Manual addition of hand & removal of extra leg

Note how the final image even fixes the Batman’s double right foot on its own. We would probably need to go through a few more iterations to get the faces looking decent. For example, we could generate the faces on their own, shrink and paste them in, and then use image to image produce a blended result. For more targeted fixes, some Stable Diffusion GUIs have built-in masking interfaces, where you can select one single part of an image to regenerate, avoiding the small changes you’re bound to get on multiple runs over the whole thing. And we can also use other AI tools like GFPGAN and ESRGAN to fix faces and increase resolution.

Writing prompts for the AI is a bit like learning a new language. A lot of the words you can use in prompts are straightforward and logical – “portrait of a man” will come out as you expect. But as you get into more complex territory, you have to learn the peculiar meaning of terms like “trending on artstation” and try to find ways to ask for different angles without getting a lot of cameras and fish eyes in your results. You can start to figure it out by doing a lot of trial and error with the same seed, adding and removing terms; by looking at what others have generated; by searching the training dataset; or even by generating prompts from images. And if none of that works, you can buy prompts other people have figured out.

Amusingly, terms like “masterpiece” and “award winning” also help to produce attractive outputs. “Just draw an award-winning masterpiece for me, would you?”

It’s amazing how far this technology has come from dog face mosaics. And it’s still developing at a break-neck pace.

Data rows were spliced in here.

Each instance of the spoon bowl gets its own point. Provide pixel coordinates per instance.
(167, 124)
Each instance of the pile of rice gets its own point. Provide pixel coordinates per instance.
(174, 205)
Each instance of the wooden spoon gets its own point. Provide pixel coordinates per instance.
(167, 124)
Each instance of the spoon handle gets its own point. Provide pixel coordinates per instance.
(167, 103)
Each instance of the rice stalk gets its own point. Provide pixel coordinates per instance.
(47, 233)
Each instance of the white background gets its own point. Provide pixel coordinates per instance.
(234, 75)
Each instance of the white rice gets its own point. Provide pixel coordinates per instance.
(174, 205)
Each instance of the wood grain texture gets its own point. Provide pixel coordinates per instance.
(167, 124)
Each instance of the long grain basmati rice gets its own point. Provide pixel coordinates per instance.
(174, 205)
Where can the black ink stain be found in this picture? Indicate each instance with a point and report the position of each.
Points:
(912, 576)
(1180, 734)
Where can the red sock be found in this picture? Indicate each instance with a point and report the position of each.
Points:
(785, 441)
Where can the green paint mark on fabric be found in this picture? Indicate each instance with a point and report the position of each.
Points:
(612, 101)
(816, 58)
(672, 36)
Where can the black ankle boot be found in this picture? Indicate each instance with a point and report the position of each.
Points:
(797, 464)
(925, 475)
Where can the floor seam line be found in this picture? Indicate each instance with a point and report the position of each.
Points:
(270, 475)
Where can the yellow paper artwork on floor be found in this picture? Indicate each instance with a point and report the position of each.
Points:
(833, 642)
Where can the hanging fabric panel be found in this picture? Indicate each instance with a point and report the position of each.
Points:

I mentioned using seeds and prompt variations to generate variations of the same character above, but there’s a much more robust way to do this called textual inversion, which you can test out now if you have a very beefy graphics card. Hopefully, DALL-E-style outpainting will also come to Stable Diffusion.

The question of copyright is a fraught one. Fundamentally, these AIs work by taking in a huge volume of images, most of them copyrighted, and mushing them together in a black box that no-one really understands. You could argue that this is similar to how a human artist might learn things, but these AIs far outstrip the ability of any human across many metrics. Fundamentally, they’re inhuman. And when you can get them to generate images drawn in the styles of living artists, well, not all of them are going to be receptive to that. Simon Willison brings up the point that AIs could be trained on public domain works only, but whether you as an individual are going to use the ethically sourced AI or the standard one is going to be a personal choice.

I’ve personally been much more interested in using Stable Diffusion than I ever was in text generation systems like GPT-3 and AI Dungeon. I’m a far better writer than artist, so the idea of generating text from a prompt is an amusing diversion at best. If I want some text, I’ll just write it myself. Although some artists are already integrating AI into their workflows, others will probably have the same meh reaction to its applications in their field.

Whatever happens now, this toothpaste is not going back in the tube. The cloud continues to correlate its contents.